Sesungguhnya dakwah itu adalah urusan yang sangat mulia, oleh sebab itu Rasulullah sallallahu alaihi wasallam tidak membiarkannya begitu saja dan tidak jelas, sebagaimana yang telah kalian ketahui wahai saudara sekalian, tentang hadits Mu’adz radhiallahu anhu dalam kisah pengutusannya ke negri Yaman dan wasiat Nabi sallallahu alaihi wasallam kepadanya: (Sesungguhnya engkau (akan) mendatangi kaum ahli kitab (yahudi & nasrani), hendaklah dakwah yang pertama sekali engkau serukan adalah (mengajak) mereka mentauhidkan Allah), dan didalam lafadz yang lain : ( (Adalah) Syahadah bahwa tidak ada sesembahan yang diibadati dengan Haq selain Allah, dan bahwasanya Muhammad adalah utusan Allah, jika mereka menerima seruanmu itu maka sampaikan kepada mereka bahwa Allah mewajibkan bagi mereka sholat lima waktu dalam sehari semalam, jika mereka menerima seruanmu itu, maka sampaikan kepada mereka bahwa Allah mewajibkan zakat kepada mereka yang diambil dari orang kaya mereka dan diberikan kepada orang yang miskin (diantara) mereka). [Al-Hadits].

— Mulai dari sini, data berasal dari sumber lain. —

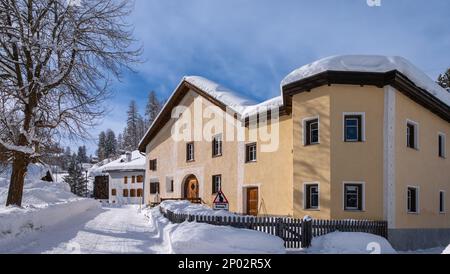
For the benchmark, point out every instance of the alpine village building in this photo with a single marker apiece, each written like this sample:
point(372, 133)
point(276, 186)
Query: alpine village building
point(359, 137)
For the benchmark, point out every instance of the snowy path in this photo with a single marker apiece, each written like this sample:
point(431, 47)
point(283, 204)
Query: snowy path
point(107, 230)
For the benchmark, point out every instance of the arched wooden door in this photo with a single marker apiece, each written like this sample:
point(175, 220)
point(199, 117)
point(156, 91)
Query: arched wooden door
point(191, 188)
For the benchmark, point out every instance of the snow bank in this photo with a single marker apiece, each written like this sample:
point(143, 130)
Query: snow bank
point(350, 243)
point(369, 63)
point(186, 207)
point(43, 204)
point(200, 238)
point(137, 162)
point(205, 238)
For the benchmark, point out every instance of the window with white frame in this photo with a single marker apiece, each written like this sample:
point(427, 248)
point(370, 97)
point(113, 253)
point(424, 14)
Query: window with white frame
point(353, 196)
point(413, 199)
point(169, 185)
point(216, 183)
point(412, 134)
point(311, 196)
point(441, 201)
point(354, 127)
point(217, 145)
point(250, 152)
point(311, 131)
point(190, 152)
point(441, 145)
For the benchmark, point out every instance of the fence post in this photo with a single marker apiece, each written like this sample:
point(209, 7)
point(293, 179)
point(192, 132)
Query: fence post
point(306, 232)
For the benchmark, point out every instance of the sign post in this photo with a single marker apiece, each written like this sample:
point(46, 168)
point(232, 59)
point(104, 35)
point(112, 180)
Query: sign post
point(220, 202)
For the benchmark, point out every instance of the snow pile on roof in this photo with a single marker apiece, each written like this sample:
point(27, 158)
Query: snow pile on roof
point(186, 207)
point(35, 172)
point(230, 98)
point(350, 243)
point(201, 238)
point(137, 162)
point(369, 63)
point(43, 204)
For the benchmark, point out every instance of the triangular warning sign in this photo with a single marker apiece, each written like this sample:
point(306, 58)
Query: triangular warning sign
point(220, 198)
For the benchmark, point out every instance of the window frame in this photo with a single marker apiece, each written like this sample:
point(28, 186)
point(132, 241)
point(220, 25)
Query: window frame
point(442, 209)
point(306, 187)
point(154, 165)
point(416, 188)
point(361, 207)
point(217, 140)
point(409, 123)
point(361, 126)
point(214, 189)
point(442, 151)
point(247, 152)
point(188, 159)
point(157, 188)
point(306, 124)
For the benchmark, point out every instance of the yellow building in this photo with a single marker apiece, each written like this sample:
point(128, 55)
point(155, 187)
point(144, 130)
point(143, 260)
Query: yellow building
point(360, 137)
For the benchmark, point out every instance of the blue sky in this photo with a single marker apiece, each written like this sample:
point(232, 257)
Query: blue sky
point(250, 45)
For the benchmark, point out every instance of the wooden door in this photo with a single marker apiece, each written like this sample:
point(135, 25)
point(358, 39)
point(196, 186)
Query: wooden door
point(252, 201)
point(191, 188)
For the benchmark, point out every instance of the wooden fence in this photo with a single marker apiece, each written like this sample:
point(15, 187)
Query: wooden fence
point(296, 233)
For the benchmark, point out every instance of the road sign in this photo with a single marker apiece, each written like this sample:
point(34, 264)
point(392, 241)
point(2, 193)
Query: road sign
point(220, 202)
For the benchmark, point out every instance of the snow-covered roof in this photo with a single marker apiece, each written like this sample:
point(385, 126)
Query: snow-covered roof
point(137, 162)
point(230, 98)
point(369, 63)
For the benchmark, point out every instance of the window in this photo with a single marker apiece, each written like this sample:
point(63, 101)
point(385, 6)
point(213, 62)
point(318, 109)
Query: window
point(169, 184)
point(217, 145)
point(154, 188)
point(441, 201)
point(216, 184)
point(250, 153)
point(311, 132)
point(190, 152)
point(153, 165)
point(412, 135)
point(353, 196)
point(311, 196)
point(353, 128)
point(441, 144)
point(413, 200)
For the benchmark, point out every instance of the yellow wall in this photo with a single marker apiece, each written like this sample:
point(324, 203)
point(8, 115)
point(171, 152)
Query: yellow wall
point(272, 172)
point(422, 167)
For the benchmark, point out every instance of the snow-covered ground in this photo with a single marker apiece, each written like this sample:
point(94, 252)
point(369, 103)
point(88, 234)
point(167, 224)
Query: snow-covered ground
point(348, 243)
point(44, 204)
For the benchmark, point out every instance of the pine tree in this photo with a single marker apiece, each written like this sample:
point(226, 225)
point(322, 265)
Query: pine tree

Rasulullah salallahu alaihi wasallam menjelaskan didalam hadits ini apa yang pertama sekali dimulai (dalam berdakwah). Seorang da’i (dalam dakwahnya) wajib untuk menempuh jalan yang benar, jalan yang syar’i jauh dari perasaan atau semangat yang (pada hakikatnya) angina topan , hendaklah ia tidak bersikap lunak pada apa yang dikeraskan oleh Allah, dan tidak keras pada apa yang dimudahkan Allah, maka hendaklah ia berlemah-lembut di dalam dakwahnya, lembut bukan karena lemah, dan keras terhadap musuh-musuh Allah bukan (pula) karena ganas, maka pada saat itu ia seperti yang dicontohkan oleh Rasulullah sallallahu alaihi wasallam. dan hendaklah ia memulai dengan memberi kabar gembira sebelum menyampaikan peringatan.

Sebagaimana firman Allah yang menggabarkan sifat Rasul-Nya sallallahu alaihi wasallam:

يَا أَيُّهَا النَّبِيُّ إِنَّا أَرْسَلْنَاكَ شَاهِدًا وَمُبَشِّرًا وَنَذِيرًا ﴿٤٥﴾ وَدَاعِيًا إِلَى اللَّهِ بِإِذْنِهِ وَسِرَاجًا مُنِيرًا

Hai Nabi, sesungguhnya Kami mengutusmu untuk jadi saksi, dan pembawa kabar gembira dan pemberi peringatan, dan utk jadi penyeru kepada agama Allah dengan izin-Nya dan jadi cahaya yang menerangi. [Al-Ahzab/33:45-46]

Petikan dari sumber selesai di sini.